Peter Hoskin, writing in the Tory Diary of Conservative Home today provides a bluffer's guide to George Osborne's fiscal rules and suggests that he should toss them both in the bin, take the inevitable flak and move on. It's a well-argued article and he's probably right. But I don't want to talk about that here. Rather, I want to pick up on his final sentence: 'In the meantime, a “zero-based” review of government spending would probably be a good start.'

I blogged a couple of weeks ago about cutting back the administrative layers in the Department of Education and mentioned that back in the mid nineties I was responsible for managing the Department's running costs.  What I learnt then about the possible approaches to budgetting in government may well explain why Mr Hoskin's suggestion is so important.

Departmental budgets can be huge numbers. Back in the 1990s the running costs budget for the Education Department was £90 million and it is several times larger now.(The actual figure is difficult to uncover as the expenditure groupings have changed since then.) Traditionally, we had always come to our budget via an exercise which involved every individual management unit in the Department. It worked something like this:
  • Each management unit looked at current and projected staff numbers for the forthcoming year.
  • They then looked at non-staff costs, usually by reference to the current budget, and adjusting them according to policy or procedural changes
  • The forecast staff numbers and non-staff costs were sent to the Finance Department
  • Finance reviewed the figures and held a number of 'challenge' meetings with senior staff in the management units to test the robustness of the assumptions that had been made
  • Finance turned the staff numbers into costs, added in overheads and assembled the whole into a budget, which was then challenged again by the Treasury
That might sound like motherhood and apple pie to anyone in the private sector. I've outlined it in detail, though, because, when we merged with the Employment Department an entirely new method of budgeting was brought in, where Finance applied an inflation figure to last year's budget and then just checked with each management unit as to whether they needed anything different to deal with new policies and procedures. Surprise, surprise, of course, no-one ever said they needed less money and the budget just kept getting larger.
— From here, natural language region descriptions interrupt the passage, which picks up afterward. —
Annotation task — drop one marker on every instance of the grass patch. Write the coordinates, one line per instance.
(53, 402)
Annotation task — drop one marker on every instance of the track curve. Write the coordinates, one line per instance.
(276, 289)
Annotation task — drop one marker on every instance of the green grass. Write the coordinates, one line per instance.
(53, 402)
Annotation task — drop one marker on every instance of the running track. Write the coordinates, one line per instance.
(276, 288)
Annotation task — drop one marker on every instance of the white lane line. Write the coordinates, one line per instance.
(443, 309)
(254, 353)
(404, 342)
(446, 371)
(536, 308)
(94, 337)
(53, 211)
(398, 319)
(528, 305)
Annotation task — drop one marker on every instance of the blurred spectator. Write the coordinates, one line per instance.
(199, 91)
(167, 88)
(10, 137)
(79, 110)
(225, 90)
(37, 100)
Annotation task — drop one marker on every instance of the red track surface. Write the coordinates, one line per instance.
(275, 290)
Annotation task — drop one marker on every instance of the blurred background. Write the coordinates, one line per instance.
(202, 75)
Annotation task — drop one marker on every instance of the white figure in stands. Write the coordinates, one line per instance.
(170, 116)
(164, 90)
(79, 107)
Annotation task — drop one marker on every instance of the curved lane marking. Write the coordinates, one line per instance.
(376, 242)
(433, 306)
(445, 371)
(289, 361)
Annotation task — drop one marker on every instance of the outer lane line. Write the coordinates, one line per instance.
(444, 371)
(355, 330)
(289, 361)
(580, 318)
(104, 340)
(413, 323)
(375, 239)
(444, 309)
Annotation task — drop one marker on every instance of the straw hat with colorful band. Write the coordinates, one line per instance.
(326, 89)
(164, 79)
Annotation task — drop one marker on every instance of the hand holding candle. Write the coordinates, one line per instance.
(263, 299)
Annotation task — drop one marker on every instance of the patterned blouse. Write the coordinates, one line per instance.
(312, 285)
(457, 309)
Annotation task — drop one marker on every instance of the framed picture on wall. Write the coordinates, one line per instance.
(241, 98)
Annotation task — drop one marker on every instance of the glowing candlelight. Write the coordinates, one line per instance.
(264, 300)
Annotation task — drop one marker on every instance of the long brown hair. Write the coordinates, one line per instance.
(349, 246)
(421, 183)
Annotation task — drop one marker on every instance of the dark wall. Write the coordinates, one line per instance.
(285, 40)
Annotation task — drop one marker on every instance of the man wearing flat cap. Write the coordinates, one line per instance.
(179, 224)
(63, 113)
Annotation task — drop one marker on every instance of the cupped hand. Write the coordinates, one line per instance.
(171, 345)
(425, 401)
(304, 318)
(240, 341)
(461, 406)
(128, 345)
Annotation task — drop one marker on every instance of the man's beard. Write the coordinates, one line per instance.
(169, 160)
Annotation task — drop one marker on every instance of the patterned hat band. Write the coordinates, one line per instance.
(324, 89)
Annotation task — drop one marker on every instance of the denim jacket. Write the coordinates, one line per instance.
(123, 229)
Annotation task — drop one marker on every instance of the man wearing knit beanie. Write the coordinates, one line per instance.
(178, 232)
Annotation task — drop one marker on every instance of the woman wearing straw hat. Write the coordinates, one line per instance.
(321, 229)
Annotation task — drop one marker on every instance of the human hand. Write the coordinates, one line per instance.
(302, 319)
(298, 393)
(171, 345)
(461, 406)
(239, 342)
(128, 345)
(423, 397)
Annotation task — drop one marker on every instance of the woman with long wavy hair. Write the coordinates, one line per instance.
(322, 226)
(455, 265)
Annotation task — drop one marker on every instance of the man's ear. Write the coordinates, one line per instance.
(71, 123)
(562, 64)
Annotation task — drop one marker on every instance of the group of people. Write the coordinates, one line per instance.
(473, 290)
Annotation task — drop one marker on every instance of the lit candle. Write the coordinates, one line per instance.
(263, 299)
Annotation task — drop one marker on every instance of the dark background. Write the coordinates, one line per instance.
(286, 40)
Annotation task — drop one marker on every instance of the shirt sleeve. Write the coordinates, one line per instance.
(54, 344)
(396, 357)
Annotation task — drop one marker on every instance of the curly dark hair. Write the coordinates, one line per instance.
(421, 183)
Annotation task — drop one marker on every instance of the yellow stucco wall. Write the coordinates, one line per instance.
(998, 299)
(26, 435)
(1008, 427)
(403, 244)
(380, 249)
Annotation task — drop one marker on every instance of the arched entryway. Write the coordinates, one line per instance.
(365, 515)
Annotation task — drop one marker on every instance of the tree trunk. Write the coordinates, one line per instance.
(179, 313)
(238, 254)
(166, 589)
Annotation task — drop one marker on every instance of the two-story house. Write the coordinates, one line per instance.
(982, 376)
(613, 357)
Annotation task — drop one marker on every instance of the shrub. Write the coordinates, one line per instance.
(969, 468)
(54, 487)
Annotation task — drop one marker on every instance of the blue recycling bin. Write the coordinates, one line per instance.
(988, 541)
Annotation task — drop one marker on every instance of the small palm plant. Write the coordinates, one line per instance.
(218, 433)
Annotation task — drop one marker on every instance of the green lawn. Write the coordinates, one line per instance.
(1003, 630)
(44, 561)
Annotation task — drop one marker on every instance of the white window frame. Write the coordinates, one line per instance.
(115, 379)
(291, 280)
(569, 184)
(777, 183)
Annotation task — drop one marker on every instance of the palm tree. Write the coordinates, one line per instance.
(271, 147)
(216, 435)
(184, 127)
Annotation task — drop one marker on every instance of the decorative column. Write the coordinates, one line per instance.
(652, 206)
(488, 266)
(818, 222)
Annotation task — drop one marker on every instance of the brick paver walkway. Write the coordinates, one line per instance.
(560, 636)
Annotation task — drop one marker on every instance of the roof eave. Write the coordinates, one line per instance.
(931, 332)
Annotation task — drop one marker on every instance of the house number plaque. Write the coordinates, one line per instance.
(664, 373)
I'd lay odds that this is pretty much how Departmental budgets are still done.

Now, zero budgetting proper is a pretty scary proposition for a civil servant. It's tantamount to asking you to justify your own existence. Many of us might think that's a good idea. But in the interests of keeping the whole thing ticking over, maybe something like that half-way to zero system we had in the old Education Department might be a good place to start. It introduces a sense of financial discipline and once that is in place zero budgetting becomes a much more acceptable proposition.